NASA is having fun, with the help of its Pleiades supercomputer, visualising the X-57 “Maxwell” electric experimental aircraft, reports nasa.gov. As the National Aeronautics and Space Administration said on National Aviation Day this week, “Aviation and aeronautics are as much a part of our mission as space travel!”
NASA is developing its first crewed X-plane in more than 20 years.

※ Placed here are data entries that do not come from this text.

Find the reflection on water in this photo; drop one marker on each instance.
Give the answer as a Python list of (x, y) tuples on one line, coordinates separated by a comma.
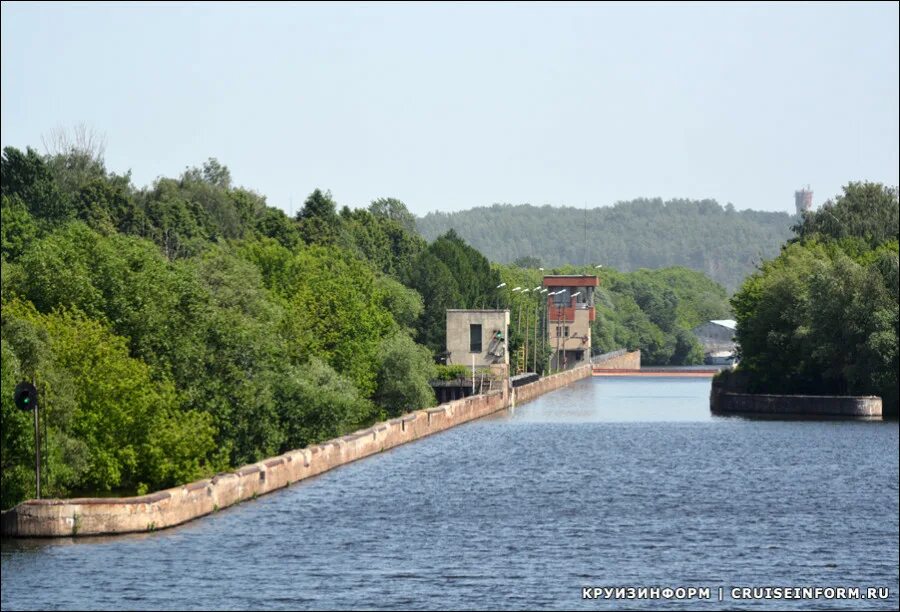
[(608, 482)]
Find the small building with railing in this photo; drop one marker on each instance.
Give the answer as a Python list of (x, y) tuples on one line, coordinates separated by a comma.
[(570, 312), (477, 337)]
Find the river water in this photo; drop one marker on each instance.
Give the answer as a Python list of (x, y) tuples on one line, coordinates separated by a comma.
[(606, 483)]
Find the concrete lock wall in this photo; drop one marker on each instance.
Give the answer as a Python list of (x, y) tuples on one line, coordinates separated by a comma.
[(528, 392), (170, 507), (800, 405)]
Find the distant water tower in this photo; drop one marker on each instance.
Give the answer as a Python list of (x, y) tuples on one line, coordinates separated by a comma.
[(803, 200)]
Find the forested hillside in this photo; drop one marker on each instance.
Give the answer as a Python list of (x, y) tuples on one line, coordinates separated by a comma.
[(822, 317), (646, 233)]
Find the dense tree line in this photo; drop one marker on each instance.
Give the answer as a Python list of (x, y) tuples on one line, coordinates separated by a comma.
[(187, 327), (721, 242), (822, 317)]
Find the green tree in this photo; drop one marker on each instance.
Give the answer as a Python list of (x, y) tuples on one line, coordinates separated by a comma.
[(404, 374)]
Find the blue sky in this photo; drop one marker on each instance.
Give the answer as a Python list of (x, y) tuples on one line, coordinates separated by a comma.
[(450, 106)]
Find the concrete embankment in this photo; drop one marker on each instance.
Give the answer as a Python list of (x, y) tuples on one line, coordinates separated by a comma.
[(170, 507)]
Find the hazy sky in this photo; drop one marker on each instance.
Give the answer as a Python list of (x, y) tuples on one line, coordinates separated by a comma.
[(450, 106)]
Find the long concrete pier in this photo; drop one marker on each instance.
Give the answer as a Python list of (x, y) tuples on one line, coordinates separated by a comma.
[(170, 507)]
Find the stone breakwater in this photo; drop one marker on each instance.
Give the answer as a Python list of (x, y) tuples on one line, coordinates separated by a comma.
[(170, 507), (796, 405)]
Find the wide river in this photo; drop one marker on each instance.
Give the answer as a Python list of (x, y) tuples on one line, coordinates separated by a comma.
[(606, 483)]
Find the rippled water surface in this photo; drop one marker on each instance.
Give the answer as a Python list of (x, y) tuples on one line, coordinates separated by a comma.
[(609, 482)]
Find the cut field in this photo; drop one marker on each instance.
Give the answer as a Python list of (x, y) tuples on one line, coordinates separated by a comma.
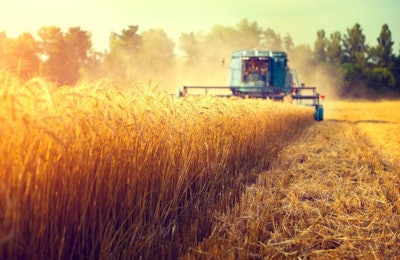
[(92, 173), (333, 193)]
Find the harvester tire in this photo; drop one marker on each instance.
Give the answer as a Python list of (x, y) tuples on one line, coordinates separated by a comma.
[(319, 113)]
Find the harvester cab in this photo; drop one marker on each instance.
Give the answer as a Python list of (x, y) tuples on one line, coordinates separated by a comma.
[(263, 74)]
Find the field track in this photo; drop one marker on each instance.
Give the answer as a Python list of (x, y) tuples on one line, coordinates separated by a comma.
[(335, 192)]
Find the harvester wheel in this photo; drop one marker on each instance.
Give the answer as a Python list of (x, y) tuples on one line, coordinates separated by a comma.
[(319, 113)]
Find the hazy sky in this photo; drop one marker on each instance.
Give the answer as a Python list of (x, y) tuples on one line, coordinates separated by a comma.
[(300, 18)]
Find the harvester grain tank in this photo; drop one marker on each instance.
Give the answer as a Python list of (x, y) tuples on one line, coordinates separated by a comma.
[(264, 74)]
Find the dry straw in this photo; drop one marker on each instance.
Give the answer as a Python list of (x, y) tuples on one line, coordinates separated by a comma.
[(90, 172)]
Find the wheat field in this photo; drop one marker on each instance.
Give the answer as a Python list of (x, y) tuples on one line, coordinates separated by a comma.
[(91, 172), (332, 193)]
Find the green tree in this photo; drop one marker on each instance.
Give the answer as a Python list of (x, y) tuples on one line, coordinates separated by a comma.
[(320, 47), (334, 49), (248, 34), (156, 52), (19, 56), (53, 47), (382, 55), (122, 58), (190, 44), (78, 48), (355, 48)]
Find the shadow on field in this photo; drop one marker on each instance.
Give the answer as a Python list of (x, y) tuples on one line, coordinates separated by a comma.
[(362, 121)]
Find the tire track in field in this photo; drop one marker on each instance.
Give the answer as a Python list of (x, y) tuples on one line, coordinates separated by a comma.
[(328, 194)]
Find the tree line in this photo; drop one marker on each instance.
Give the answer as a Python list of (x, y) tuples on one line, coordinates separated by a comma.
[(65, 57)]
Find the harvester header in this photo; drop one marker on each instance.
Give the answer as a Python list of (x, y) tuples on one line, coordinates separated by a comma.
[(264, 74)]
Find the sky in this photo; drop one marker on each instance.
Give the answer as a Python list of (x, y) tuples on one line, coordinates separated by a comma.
[(299, 18)]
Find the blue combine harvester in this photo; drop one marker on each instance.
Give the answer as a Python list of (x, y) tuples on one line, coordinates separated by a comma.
[(264, 74)]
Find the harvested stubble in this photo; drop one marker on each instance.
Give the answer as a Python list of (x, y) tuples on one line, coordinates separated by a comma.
[(88, 172), (331, 194)]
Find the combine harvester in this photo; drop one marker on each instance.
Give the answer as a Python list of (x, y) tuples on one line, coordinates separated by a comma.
[(262, 74)]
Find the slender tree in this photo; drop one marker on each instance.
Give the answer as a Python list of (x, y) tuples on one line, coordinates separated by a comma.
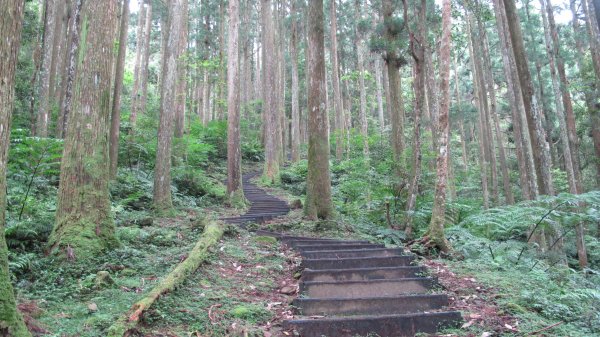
[(338, 105), (139, 45), (44, 106), (235, 191), (438, 216), (11, 17), (271, 118), (84, 225), (145, 61), (318, 184), (539, 145), (295, 150), (162, 169), (115, 119)]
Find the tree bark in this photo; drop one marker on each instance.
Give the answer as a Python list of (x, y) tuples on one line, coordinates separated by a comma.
[(137, 66), (115, 119), (491, 87), (84, 225), (44, 91), (235, 191), (418, 54), (71, 65), (295, 87), (181, 95), (526, 171), (145, 60), (318, 182), (438, 218), (360, 50), (162, 170), (539, 144), (272, 136), (380, 113), (11, 18), (337, 92), (393, 63)]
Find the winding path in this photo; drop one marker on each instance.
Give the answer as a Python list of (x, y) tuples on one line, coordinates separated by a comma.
[(352, 287)]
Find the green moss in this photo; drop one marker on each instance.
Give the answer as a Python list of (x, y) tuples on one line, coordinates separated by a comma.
[(265, 240), (238, 200), (212, 233)]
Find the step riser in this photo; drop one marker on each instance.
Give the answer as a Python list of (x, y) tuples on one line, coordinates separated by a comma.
[(362, 275), (366, 289), (370, 262), (352, 253), (307, 248), (382, 326), (369, 306), (296, 243)]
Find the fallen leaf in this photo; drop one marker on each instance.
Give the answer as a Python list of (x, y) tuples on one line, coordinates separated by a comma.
[(92, 307), (468, 324)]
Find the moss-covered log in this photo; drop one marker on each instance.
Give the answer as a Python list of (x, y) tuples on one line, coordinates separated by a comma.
[(212, 233)]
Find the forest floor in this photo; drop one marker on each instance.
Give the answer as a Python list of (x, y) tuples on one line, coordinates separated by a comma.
[(244, 288)]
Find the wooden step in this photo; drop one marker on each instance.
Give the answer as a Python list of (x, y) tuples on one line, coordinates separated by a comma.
[(339, 246), (317, 242), (358, 262), (362, 274), (349, 253), (404, 304), (406, 325), (369, 288)]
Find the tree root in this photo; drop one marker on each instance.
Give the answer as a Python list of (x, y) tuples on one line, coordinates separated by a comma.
[(124, 325)]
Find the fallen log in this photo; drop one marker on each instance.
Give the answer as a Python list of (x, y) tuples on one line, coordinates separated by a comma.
[(124, 325)]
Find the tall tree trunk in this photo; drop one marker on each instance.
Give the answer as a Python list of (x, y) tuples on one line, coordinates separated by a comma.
[(566, 95), (318, 182), (337, 92), (484, 110), (418, 54), (135, 94), (44, 105), (295, 87), (180, 98), (71, 65), (235, 191), (593, 93), (84, 225), (145, 61), (272, 140), (438, 216), (539, 144), (491, 87), (524, 158), (162, 170), (378, 80), (360, 50), (393, 63), (115, 119), (11, 17)]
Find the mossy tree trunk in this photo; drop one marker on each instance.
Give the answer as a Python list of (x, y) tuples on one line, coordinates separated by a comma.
[(11, 17), (295, 134), (143, 93), (438, 218), (84, 224), (271, 118), (318, 185), (162, 169), (115, 119), (135, 93), (235, 190)]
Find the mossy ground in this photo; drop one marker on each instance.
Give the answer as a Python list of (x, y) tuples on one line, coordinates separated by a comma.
[(238, 285)]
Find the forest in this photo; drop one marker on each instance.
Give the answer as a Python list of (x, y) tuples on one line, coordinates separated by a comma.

Compared with conventional aircraft, the X-57 team has set a goal of using five times less energy and, if powered by electricity generated from renewable sources, producing zero inflight carbon emissions.
NASA states on its website, “The X-57’s unique propulsion system features 14 battery-powered electric motors and propellers; 12 to provide lift during take-off and landing, and one at the tip of each wing to provide forward thrust during flight.”

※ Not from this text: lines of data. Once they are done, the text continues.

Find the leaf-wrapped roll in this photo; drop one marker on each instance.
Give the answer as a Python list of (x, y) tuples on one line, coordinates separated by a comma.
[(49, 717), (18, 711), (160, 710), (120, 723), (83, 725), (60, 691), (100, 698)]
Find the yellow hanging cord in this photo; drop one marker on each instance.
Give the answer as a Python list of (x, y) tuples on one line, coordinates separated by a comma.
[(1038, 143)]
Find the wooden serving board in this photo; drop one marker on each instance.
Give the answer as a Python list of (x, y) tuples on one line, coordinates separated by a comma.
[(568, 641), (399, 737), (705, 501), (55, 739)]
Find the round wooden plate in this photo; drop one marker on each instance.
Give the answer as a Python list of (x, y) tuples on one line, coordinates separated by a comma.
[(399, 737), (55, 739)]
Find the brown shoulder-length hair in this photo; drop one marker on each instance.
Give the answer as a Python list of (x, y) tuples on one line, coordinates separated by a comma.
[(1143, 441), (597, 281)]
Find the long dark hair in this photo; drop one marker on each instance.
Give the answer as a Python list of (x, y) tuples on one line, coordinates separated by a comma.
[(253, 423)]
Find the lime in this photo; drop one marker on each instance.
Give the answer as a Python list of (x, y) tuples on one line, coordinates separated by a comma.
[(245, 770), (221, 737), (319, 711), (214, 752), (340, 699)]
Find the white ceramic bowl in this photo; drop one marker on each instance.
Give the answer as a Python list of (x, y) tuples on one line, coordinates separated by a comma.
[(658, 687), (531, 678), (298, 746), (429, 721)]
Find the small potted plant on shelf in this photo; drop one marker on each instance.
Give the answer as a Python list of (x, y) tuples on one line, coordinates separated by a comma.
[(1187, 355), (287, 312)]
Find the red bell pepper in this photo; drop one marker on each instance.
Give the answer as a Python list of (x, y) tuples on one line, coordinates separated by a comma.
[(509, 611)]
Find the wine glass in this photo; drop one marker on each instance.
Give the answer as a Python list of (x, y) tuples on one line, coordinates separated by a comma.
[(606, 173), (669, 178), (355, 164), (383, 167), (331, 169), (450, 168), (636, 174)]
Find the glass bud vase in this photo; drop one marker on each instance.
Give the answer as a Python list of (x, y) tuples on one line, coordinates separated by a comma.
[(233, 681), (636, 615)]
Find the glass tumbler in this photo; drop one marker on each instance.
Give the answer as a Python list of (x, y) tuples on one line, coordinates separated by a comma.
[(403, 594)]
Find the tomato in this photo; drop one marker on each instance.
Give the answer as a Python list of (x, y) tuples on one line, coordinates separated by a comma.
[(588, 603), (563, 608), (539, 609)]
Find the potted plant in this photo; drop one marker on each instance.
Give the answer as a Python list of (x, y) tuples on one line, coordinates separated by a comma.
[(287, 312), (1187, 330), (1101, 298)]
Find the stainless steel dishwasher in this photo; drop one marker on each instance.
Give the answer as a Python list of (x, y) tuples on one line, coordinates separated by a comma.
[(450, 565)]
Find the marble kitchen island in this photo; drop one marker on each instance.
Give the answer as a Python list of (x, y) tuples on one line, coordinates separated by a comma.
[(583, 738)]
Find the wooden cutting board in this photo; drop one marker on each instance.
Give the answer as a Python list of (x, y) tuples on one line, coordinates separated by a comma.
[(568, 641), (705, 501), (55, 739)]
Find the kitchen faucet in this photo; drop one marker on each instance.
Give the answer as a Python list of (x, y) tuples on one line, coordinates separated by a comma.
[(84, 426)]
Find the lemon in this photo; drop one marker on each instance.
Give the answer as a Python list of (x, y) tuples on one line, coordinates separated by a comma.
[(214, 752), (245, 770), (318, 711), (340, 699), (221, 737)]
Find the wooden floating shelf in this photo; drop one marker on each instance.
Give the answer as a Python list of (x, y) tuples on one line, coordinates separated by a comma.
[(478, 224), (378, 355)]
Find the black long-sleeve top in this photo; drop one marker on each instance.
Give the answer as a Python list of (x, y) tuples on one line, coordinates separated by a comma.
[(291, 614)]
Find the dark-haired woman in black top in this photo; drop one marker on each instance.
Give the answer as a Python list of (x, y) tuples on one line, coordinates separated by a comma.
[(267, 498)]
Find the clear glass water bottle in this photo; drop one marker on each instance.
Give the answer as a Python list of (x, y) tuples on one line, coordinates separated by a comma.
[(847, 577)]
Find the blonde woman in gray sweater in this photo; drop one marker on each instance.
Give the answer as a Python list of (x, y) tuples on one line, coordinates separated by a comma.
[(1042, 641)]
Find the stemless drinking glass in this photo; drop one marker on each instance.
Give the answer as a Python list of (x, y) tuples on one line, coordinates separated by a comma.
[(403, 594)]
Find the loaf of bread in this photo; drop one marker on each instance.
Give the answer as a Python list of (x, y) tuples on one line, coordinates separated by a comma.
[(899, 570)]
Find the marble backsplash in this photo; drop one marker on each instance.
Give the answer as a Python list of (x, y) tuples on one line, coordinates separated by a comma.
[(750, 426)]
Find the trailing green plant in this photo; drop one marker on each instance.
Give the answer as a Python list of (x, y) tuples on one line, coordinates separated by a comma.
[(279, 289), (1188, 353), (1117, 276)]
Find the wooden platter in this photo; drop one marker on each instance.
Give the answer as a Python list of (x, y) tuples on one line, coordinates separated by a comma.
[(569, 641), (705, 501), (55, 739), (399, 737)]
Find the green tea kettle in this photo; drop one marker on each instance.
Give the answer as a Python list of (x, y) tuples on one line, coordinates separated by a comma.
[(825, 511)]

The Space Agency goes on to say, “In order to understand the aerodynamic effects of this design better, a team of engineers from three NASA centres – Ames Research in California’s Silicon Valley, Langley in Hampton, Virginia and Armstrong Flight Research in Edwards, California – are using supercomputers to simulate flight conditions for the X-57.
“The moment simulated here (see pic) is from the cruise phase of flight, with pressure shown on the aircraft surface (maroon: high pressure, dark blue: low pressure) and stream-wise velocity, or the speed and direction of air flowing toward the aircraft, near the X-57’s rightmost propeller (top left of image; red: high velocity, green/blue: lower velocities).”
NASA explains, these simulations help the team analyse the aircraft’s stability, its ability to stay in flight and change direction, as well as allow them to create an accurate computer model of aerodynamic performance to incorporate into the X-57 flight simulator.
By accurately predicting the impacts of the X-57’s propulsion system, the aerodynamic model ensures that its flight simulator performs in a manner consistent with actual flight and lets pilots test emergency scenarios and safe recovery measures.